Adelaide's Channel 9's live entertainment  gifted by radio, music and theatre tradition, in old Methodist church
Lionel Williams brought his Adelaide radio experience to NWS Channel 9's early days . At right: The former Primitive Methodist Church on Wellington Square that became Studio 9 for the channel.

The official opening of Adelaide first television station, NWS Channel 9, at 7 pm on September 5, 1959, by South Australian premier Tom Playford had to be within a temporary studio – the women's dressing room – in the channel’s Tynte Street, North Adelaide, building.

A fire has destroyed most of the new studios even before the opening. Work on the studio had only started 10 months earlier while a 505 feet transmission tower was put up on Mount Lofty. Station owner Rupert Murdoch, also proprietor of The News, was in the audience or the opening but most viewers were at the homes of friends or relatives who had a television set or they gathered around the windows of electrical shops in Rundle Street.

Despite this raw start, Channel 9 was presenting live entertainment in shows such as Adelaide Tonight a month later on October 17, 1959. The show ran for four nights a week at 9.30pm live from Studio 1.

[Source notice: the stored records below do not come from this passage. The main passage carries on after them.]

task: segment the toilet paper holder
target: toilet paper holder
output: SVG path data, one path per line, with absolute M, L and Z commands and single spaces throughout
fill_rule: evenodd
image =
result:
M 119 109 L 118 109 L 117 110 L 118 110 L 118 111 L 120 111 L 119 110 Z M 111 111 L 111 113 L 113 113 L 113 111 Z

This was possible because of the steading experience of Adelaide radio talent such as Kevin Crease and Lionel Williams. A tradition of live radio shows and theatre entertainment in Adelaide also meant a ready supply of musical and comedic talent. Julie Anthony, a 16-year-old singer from country South Australia, was among many who became regulars on the shows, with later interstate exposure The Country and Western Hour, that launched national careers.

In a very Adelaide twist, Studio 9, within the Channel 9 studio complex, was the former Primitive Methodist  church on the Wellington Street corner, dating back to 1882.  Its church service days ended in 1929 but it took on a theatrical bent when dance teachers Joanne Priest and Mrs. F.W. Cornell used it as the Studio Theatre from the 1930s. Television watching did take its toll on live theatre.

By June 1960, with three Adelaide channels, 84,967 licences had been issued in South Australia. By June 1964, this had risen to 194,430, but still trailed the 266,027 radio licences issued that year. Television gradually spread to country areas as transmission improved. In the early 1960s, with the state suffering an economic slump, television gave home entertainment. At around £200, a television set was expensive but soon came to be considered almost essential, especially as it could be bought on time payment.